3 ways in which tumors can evade immune response?

cleave MIC decrease MHC class I no costimulation by APCs

what are RNA viruses that can lead to cancer?

human T-cell leukemia virus type 1 (HTLV-1) human immunodeficiency virus (HIV-1) and human herpes virus 8 (HHV8)

name the common characteristics of cancer cells?

increased incidence of cancer among transplant patients maintained on *immunosuppressant* drugs, showing that the immune system can control/eliminate cancer cells

how does #3 (above) occur?

left: if a tumor Ag is presented by an activated macrophage or mature DC, *B7 (CD80/86) will be present on the APCs* and the tumor-specific CD8 T cell will be able to become activated and kill tumor cells! NEED the costimulator though. Right: however, the APCs are often *not activated by tumors* and therefore, the APCs remain in an immature or inactivated state. these APCs *will not express the costimulator molecule B7 (CD80/86)* and therefore, T cells specific for the tumor antigens will not become activated. they will *become anergic or unresponsive*, allowing the tumor to go undetected by CD8 T cells! Tumors can evade immune response by *causing anergy in tumor specific T cells through lack of costimulation*. Left is ideal stimulation of Ag presentation of tumor Ag to T cell. Ag presenting cell should be activated mac/DC that expresses B7 costim molecules so tumor specific T cell gets *signal 1: tumor Ag presented by MHC to TCR* and *B7 by CD 28*. act T cell, CD8+ T cell *can then lyse tumor cells that are expressing tumor spec antigens*. Many cases there is *not significant inflammation at tumor site and Ag presenting cells like macs/DCs do not get activated/mature and don't express costim molecule B7*. in this case there's *no second signal/costimulation* so even though tumor Ag can be presented by MHC to tumor specific T cell there's *no act of T cells* and the *T cell becomes adrenergic* -- unresponsive and fails to become activated. Mechanism by which tumors can evade development of tumor specific T cells.

what does malignant transformation do to cancer cells that enables them to be recognized by the immune system?

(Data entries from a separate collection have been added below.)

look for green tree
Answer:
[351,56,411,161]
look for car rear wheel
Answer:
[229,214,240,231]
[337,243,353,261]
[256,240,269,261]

like viral infections, malignant transformation *alters protein expression in cancer cells and makes them appear foreign to immune system* *changes in expression of MHC class I molecules* that can be detected by *NK cells of innate immunity and CD8 T cells in adaptive immunity*. so, the mechanism for cancer immunosurveillance is the SAME for those used for detecting/responding to viral infections.

what's another way that tumor cells escape immune response?

we already learned that one way they do so is cleaving MIC on their surfaces so they cannot be recognized and NK cells endocytose their NKG2D receptors. another way tumor cells escape the response is *diminish expression of Class I molecules that present tumor specific Ag to CD8 T cells*. Between *1/3 and ½ all human tumors have defective expression in 1+ of HLA class I molecules*. Figure bottom left: cancer, MHC stained with brown. Brown coloring quite sparse, yet *normally all cells in tissue should be class I positive*. This tells us that *many patients have successfully made CD8+ T cell responses against their cancer but variant cells have downregulated class I expression and allowed them to escape immune surveillance by CD8 T cells allowing cancer to continue to grow*.

what else can the loss of HLA class I do?

we learned that (1) it can lead it to not be able to be recognized by CD8 cytotoxic T cells, but also (good thing)... The *loss of HLA class I expression can make a tumor susceptible to attack by NK cells*. remember this mechanism... we learned it before!!! *Killing of acute myelogenous leukemia cells by alloreactive NK cells in HLA haploidentical bone marrow transplant* occurs because *recipient tumor cells lack HLA class I allotype that the donor derived NK cells can see as self*. Example of NK cells attacking cell that is missing self.